Une lettre ouverte a ainsi été envoyée, dès octobre 2008, aux parlementaires à ce sujet.

La loi portant engagement national pour l’environnement

Ce projet de loi, déposé au Sénat le 12 janvier 2009, s’inscrit dans le prolongement de la loi de programmation relative à la mise en oeuvre du Grenelle de l’environnement, dite « Grenelle I », qui a déterminé les objectifs de l’État dans le domaine environnemental.
La dynamique de concertation avec les acteurs de la société civile a été répliquée.

Au travers de ses 104 articles répartis en sept titres, il traduit en obligations, interdictions ou permissions les principes précédemment affirmés dans la loi de programmation.

En matière de bâtiments et d’urbanisme (titre I), le projet de loi entend améliorer la performance énergétique des bâtiments. Il modifie également le code de l’urbanisme afin de le rendre davantage compatible avec les initiatives en faveur de la production d’énergie renouvelable et d’adapter les documents d’urbanisme aux objectifs environnementaux.

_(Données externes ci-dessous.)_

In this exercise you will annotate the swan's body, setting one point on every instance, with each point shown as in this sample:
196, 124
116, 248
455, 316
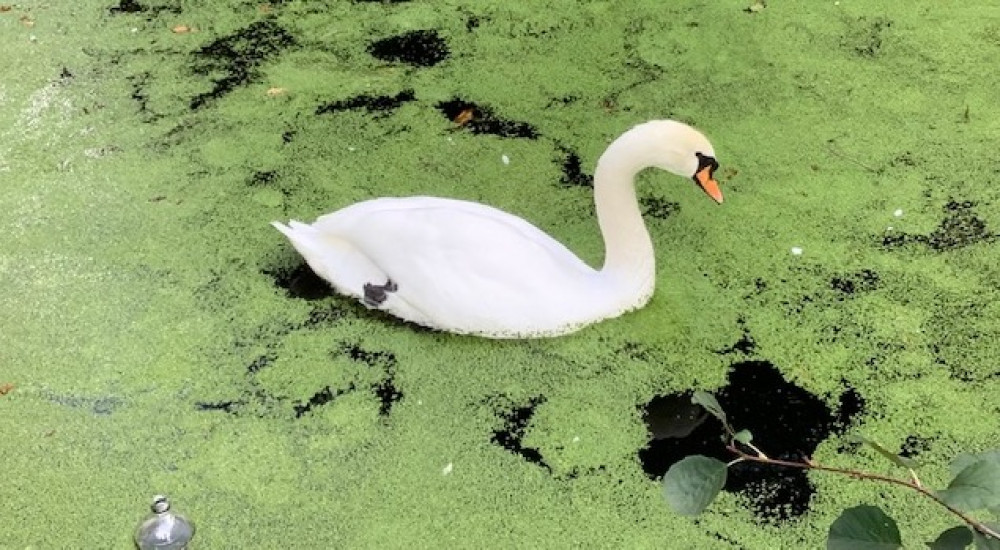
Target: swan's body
469, 268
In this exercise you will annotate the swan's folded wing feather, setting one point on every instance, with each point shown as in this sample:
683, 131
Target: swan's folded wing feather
453, 257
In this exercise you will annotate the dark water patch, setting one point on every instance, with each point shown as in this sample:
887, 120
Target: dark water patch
849, 284
840, 286
376, 104
132, 7
422, 48
320, 398
480, 119
324, 315
659, 208
263, 178
384, 359
260, 363
914, 445
472, 22
140, 96
300, 282
746, 345
959, 228
787, 422
572, 170
101, 406
228, 407
866, 37
237, 57
384, 389
388, 395
515, 419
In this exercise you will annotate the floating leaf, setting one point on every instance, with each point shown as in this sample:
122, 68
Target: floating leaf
690, 484
710, 404
743, 436
864, 528
900, 461
977, 486
956, 538
984, 542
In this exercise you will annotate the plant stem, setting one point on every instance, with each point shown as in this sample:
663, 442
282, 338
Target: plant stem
916, 486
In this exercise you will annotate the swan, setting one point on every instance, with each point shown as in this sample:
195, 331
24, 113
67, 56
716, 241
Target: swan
469, 268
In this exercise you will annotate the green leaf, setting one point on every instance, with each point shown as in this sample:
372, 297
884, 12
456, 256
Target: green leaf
864, 528
964, 460
900, 461
743, 436
956, 538
690, 484
710, 404
977, 486
984, 542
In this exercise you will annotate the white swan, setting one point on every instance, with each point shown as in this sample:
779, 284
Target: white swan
468, 268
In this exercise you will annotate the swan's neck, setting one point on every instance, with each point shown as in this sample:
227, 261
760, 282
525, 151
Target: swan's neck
628, 251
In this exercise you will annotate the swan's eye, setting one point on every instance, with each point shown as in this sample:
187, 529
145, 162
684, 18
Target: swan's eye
706, 161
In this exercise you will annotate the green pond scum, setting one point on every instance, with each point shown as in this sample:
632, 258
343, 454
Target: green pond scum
160, 337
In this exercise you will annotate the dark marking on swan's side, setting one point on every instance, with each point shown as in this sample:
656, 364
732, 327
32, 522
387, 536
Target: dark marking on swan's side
376, 295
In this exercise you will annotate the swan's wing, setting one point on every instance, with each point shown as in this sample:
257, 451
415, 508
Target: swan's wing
465, 263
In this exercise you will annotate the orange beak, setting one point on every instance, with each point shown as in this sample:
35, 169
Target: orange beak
704, 179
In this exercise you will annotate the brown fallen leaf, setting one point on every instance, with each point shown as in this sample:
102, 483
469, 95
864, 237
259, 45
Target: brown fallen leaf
464, 116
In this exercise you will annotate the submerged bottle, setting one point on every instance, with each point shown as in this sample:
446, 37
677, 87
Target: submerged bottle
163, 529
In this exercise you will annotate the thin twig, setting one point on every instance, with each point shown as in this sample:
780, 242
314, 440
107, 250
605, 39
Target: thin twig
915, 485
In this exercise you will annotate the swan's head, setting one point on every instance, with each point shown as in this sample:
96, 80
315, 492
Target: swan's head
682, 150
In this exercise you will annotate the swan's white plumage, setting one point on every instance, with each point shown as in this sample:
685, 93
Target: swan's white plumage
469, 268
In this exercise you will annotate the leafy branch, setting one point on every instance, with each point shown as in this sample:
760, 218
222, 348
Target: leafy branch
691, 484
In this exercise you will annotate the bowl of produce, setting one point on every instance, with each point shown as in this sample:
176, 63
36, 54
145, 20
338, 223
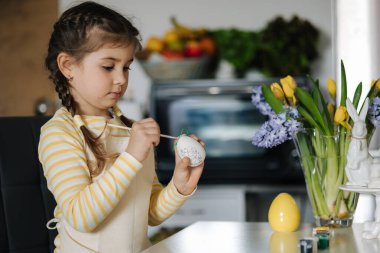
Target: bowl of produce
182, 53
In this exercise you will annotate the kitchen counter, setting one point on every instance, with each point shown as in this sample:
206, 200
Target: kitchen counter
236, 237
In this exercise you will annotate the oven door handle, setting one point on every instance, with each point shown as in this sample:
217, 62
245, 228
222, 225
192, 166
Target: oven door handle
212, 90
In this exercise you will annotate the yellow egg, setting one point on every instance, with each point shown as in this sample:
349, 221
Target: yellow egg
284, 214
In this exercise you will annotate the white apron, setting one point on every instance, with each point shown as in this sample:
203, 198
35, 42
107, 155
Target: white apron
125, 229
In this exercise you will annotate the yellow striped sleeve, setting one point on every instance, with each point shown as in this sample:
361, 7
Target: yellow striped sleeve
164, 202
84, 204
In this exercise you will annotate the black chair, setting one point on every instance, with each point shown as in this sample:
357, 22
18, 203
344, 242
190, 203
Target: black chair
25, 202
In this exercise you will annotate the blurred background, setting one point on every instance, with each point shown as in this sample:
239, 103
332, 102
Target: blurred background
26, 26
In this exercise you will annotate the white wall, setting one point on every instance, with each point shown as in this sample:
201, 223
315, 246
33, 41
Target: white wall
358, 41
152, 18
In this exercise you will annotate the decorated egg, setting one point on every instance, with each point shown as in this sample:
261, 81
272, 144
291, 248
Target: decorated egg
284, 214
189, 147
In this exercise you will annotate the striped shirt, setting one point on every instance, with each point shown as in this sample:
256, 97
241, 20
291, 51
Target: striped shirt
84, 202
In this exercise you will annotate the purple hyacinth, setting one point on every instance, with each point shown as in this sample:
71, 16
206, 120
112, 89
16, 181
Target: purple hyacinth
374, 112
276, 130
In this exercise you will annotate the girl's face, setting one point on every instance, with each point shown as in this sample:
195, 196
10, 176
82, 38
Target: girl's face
100, 79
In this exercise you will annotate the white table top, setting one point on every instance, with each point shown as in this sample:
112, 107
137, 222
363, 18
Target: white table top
236, 237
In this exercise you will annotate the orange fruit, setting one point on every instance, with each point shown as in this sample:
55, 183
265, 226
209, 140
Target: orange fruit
208, 45
155, 44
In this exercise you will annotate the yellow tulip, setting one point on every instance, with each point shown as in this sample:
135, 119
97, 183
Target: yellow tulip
341, 117
288, 86
331, 87
289, 81
278, 92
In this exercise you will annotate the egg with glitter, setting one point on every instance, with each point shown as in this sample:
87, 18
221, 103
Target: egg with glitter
189, 147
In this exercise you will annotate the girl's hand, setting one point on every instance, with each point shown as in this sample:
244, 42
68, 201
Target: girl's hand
144, 134
186, 178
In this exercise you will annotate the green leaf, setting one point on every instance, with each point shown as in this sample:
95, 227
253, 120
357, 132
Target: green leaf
308, 117
343, 91
357, 95
371, 92
308, 102
326, 113
271, 99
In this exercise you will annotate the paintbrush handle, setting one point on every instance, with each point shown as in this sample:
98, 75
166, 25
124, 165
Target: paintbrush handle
128, 128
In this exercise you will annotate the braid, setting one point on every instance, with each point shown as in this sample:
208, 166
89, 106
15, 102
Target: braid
80, 30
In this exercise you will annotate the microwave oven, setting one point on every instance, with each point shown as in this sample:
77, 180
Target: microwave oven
222, 115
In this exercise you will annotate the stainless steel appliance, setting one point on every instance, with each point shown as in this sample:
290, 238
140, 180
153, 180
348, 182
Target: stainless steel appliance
222, 115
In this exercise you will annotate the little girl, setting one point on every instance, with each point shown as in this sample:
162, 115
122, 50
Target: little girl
103, 178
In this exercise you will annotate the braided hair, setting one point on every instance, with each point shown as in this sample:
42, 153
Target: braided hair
80, 30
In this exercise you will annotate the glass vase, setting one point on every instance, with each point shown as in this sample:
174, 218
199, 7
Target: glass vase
323, 160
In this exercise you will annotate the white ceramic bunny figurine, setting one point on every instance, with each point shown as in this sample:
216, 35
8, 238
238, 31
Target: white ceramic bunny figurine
358, 159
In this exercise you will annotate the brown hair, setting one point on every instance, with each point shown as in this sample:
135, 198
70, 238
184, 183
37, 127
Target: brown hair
80, 30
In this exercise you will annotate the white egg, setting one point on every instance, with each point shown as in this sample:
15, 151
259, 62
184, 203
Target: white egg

En matière de transports (titre II), le projet de loi porte sur des mesures en faveur du développement des transports collectifs urbains et périurbains, les péages autoroutiers et entend favoriser le développement des modes alternatifs à la route pour le transport de marchandises.

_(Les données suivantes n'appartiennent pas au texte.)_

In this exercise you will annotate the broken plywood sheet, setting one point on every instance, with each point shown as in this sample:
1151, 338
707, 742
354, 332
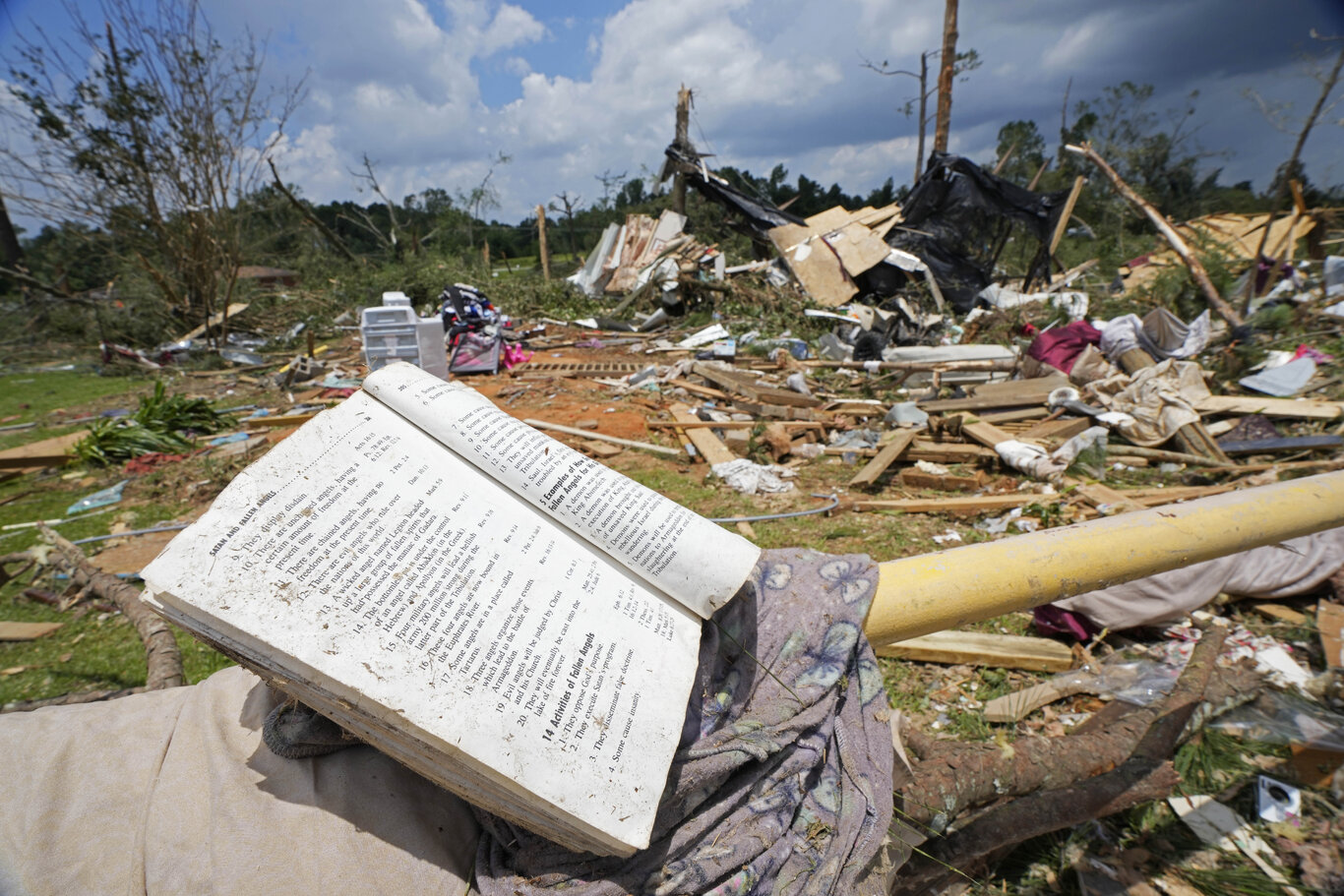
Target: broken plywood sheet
818, 268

Concernant l’énergie et le climat (titre III), le projet de loi entend favoriser la réduction de la consommation énergétique et la prévention des émissions de gaz à effet de serre ainsi que le développement des énergies renouvelables.

Afin de préserver la biodiversité (titre IV) le projet de loi comprend des dispositions relatives à l’agriculture, à la protection des espèces et des habitats ainsi qu’à l’assainissement et aux réserves en eau.

Afin de garantir la santé et de mieux gérer les déchets, le projet de loi comprend des dispositions relatives aux nuisances lumineuses ou sonores et renforce la responsabilité des producteurs de déchets.

Enfin, le projet de loi (titre VI) renforce la responsabilité des entreprises vis-à-vis de leurs obligations en matière environnementale et développe l’information des consommateurs-citoyens à travers notamment la rénovation des enquêtes publiques. Il comprend également une disposition spécifique à certains personnels de l’aéroport de Nantes (titre VII).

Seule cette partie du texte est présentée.